USCF’s Hyland: Copper ETF Hoopla Silly
May 25, 2012
Page 2 of 2
Murphy: Will a physical copper fund have a predictable impact on the spot price of copper? Could it cause it to automatically go higher?
Hyland: Anybody who tells you that has no real evidence for their opinion. I can give you reasons why it could cause prices to trend a bit higher, if the fund was large, but I can also give you reasons why it could cause copper prices to go lower.
A lot of it will depend on not only the size of the fund, but on how its exact creation/redemption procedures will work in practice. Remember, at any given time there are hundreds of thousands of tons in LME warehouses anyway. There are millions of tons worldwide in non-LME inventory.

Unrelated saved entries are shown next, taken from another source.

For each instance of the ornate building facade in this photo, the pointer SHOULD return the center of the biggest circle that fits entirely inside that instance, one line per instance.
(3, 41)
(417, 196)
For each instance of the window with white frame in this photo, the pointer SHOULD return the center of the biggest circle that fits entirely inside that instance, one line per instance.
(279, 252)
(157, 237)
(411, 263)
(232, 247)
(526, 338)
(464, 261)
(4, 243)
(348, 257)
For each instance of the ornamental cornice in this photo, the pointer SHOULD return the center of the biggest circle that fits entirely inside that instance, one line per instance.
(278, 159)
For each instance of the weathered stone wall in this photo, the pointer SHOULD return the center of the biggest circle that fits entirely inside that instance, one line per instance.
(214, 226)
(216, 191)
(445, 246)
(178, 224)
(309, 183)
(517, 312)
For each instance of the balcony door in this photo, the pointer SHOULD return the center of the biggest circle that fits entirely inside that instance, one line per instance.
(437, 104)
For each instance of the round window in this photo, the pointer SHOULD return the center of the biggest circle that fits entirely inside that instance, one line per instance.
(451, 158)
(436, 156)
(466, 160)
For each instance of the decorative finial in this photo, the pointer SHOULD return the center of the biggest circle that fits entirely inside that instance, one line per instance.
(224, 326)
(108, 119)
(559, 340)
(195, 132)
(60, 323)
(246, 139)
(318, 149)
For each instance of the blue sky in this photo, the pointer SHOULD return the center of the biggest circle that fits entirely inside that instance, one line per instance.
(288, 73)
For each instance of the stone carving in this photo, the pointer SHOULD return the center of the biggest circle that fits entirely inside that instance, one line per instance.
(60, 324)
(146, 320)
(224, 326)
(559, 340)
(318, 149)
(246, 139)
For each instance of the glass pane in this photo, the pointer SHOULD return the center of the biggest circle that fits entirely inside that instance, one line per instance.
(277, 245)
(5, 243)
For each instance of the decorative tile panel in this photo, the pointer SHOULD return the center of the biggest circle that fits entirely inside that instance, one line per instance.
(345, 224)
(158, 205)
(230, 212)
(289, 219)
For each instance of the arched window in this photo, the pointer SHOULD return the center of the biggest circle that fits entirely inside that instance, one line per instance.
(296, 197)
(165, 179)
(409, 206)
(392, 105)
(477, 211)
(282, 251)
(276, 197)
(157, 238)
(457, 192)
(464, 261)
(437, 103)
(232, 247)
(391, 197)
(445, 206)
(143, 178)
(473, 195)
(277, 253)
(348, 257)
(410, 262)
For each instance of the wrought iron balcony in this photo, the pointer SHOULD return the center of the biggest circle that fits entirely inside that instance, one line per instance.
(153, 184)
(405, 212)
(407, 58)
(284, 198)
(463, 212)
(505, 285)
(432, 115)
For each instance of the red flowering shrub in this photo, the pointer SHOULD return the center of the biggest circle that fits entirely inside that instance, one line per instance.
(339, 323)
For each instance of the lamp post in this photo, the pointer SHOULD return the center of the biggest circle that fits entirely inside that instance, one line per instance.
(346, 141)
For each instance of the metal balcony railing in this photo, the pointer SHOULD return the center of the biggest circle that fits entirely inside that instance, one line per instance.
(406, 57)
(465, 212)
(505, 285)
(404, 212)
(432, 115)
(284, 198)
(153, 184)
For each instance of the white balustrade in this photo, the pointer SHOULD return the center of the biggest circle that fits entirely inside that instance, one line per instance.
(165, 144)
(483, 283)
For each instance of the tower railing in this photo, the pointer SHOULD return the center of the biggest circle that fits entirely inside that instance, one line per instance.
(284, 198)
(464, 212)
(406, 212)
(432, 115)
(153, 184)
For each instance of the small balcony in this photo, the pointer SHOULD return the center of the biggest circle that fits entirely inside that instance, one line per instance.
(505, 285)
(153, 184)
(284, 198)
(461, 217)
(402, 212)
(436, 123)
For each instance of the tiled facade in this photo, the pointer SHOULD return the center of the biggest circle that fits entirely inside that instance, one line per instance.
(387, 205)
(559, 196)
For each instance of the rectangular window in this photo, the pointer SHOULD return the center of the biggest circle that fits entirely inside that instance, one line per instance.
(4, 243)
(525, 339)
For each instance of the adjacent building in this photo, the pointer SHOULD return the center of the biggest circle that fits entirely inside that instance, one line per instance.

It is not clear that the copper owned by this fund, that must "sell it" to anybody who wants to do a redemption on any given day, will automatically push the price up—as opposed to if the exact same copper was owned by Glencore or General Electric, kept in the exact same warehouse, but only sold when Glencore or GE felt like it.
My best guess is that most likely it will have little or no effect on spot copper prices.
Murphy: Notwithstanding the fact that the NYSE has filed a 19b-4 on this fund, is it actually anywhere near being close to launch?
Hyland: I don't think so. The most recent updated draft prospectus for this fund was filed on July 12, 2011. That draft did not include minor details like the ticker symbol, the CUSIP number, or any disclosure at all about the levels of fees and expenses. Until J.P. Morgan files a draft that does include that info, assume this thing is months and months away from launching.
Murphy: Why do you think the firms who filed this comment letter have done so?
Hyland: Do not automatically assume that they are concerned about the integrity of the copper market. That could be true. It could be that they just do not know how to read a prospectus or do not understand how ETFs work.
However, putting on my cynical hat, it could also be the case that they just do not want a transparent, public player that’s always willing to buy copper every day, at the market price via the creation process, and always willing to sell physical copper every day, at the market price via the redemption process, shining any light on their little corner of the world.
The first rule of big players in any nonpublic market, like physical copper, is to keep everybody else in the dark for your own benefit.
At its heart, GLD—the physical gold ETF—is not really a fund. It is a highly public gold-bullion-trading platform.
The same would be true of a large physical copper ETF. That may be good for the copper market in general, while at the same time being bad for certain large players who like being able to dominate a market. Their motives may be much less pure than their comment letter would suggest.